SXSW Critical look at Open ID session - live random blogging

SXSW Critical look at Open ID session - live random blogging

Angus Logan [Windows Live]

10 Mar 2008 12:42 PM

Comments 3

Sidenote: check out the Windows Live ID federation whitepaper which may address a lot of the issues below

OpenID attempts to solve the username/pwd problem

the web needs SSO
OpenID is a decentralized mechanism
one organization owning the credentials has revolved
any company can setup as an openid provider
OpenID us a URL (an identifier)
e.g. www.anguslogan.com
OpenID proves that you own a URL
OpenID does profile property transfer i.e. thirdparty.com asks for
enhancement in OpenID 2.0 instead of typing "alogan.live.com" (i.e. the URI) you can just type "live.com" (or click a button) and it takes me to the provider.
Q: how do you educate an end user?
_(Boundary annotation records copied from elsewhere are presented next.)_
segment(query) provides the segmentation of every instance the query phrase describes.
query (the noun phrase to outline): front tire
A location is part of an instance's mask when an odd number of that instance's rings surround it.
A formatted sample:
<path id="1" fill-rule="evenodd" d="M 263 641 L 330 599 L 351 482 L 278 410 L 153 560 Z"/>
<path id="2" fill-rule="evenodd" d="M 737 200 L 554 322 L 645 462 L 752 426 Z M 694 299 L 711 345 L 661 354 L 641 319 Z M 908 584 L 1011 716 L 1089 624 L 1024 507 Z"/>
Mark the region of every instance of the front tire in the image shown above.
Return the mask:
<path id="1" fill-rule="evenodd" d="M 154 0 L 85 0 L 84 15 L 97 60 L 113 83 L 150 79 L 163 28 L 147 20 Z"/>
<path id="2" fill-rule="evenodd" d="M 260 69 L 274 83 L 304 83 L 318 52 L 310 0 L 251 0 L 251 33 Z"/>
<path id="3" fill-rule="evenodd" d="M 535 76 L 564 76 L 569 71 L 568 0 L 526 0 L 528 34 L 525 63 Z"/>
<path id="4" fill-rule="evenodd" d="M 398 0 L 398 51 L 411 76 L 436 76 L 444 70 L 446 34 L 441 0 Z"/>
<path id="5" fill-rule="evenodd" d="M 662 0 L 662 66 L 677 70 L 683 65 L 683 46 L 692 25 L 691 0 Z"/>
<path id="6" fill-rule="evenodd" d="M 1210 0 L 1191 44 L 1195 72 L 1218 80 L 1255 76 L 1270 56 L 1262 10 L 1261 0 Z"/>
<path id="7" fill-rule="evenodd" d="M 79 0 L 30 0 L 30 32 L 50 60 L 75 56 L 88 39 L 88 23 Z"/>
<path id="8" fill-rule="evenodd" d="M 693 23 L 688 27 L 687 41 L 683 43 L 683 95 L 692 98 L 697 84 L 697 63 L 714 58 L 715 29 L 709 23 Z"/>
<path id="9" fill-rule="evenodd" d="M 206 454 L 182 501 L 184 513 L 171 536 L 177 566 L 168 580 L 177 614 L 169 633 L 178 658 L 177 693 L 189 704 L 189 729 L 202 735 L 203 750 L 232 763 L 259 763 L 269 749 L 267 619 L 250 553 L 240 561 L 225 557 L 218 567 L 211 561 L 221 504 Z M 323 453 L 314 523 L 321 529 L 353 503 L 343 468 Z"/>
A: look at what yahoo has done
- Analogy: email a few years ago was extremely hard; the barrier to entry is coming down.
there is talk about mapping an email address to a URI
end users dont know what a URI is but they know their myspace page;
there is no central record kepeing;
if u get redirected to the other site - can you trust the site isn't phishing
- frame busting
- SSL
- best practices
- this isn't a new problem
some providers do SMS and out of band
estonia has a national security card used for all interaction with the govt
- there is an open id provider which allows any site in Estonia to auth using the national security card
yahoo are a open ID PROVIDER but NOT A RELYING PARTY
there was a huge debate on "why does everyone want to be a provider and
there is a misconception that Windows Live ID costs a lot of money
quote: you should pay a lawyer a lot of money if you trust any external source for COPPA compliance
the simple reg/attribute exchange is recommended to only be used for pre-filling forms
one of the questions is: the bits look superb - why aren't more sites using openid?
the first time you implement it can be a couple of days "it can be a little fiddly"
goog guy on usability: we can help normal users get over the hump, introduce them proactively to account association
there is an ISV launching tomorrow which takes OpenID and makes it as easy as possible for END USERS

www.clickpass.com

if i sign up to plaxo using my OpenID - when I download the client bits I can't use it unless I create a Plaxo username/password...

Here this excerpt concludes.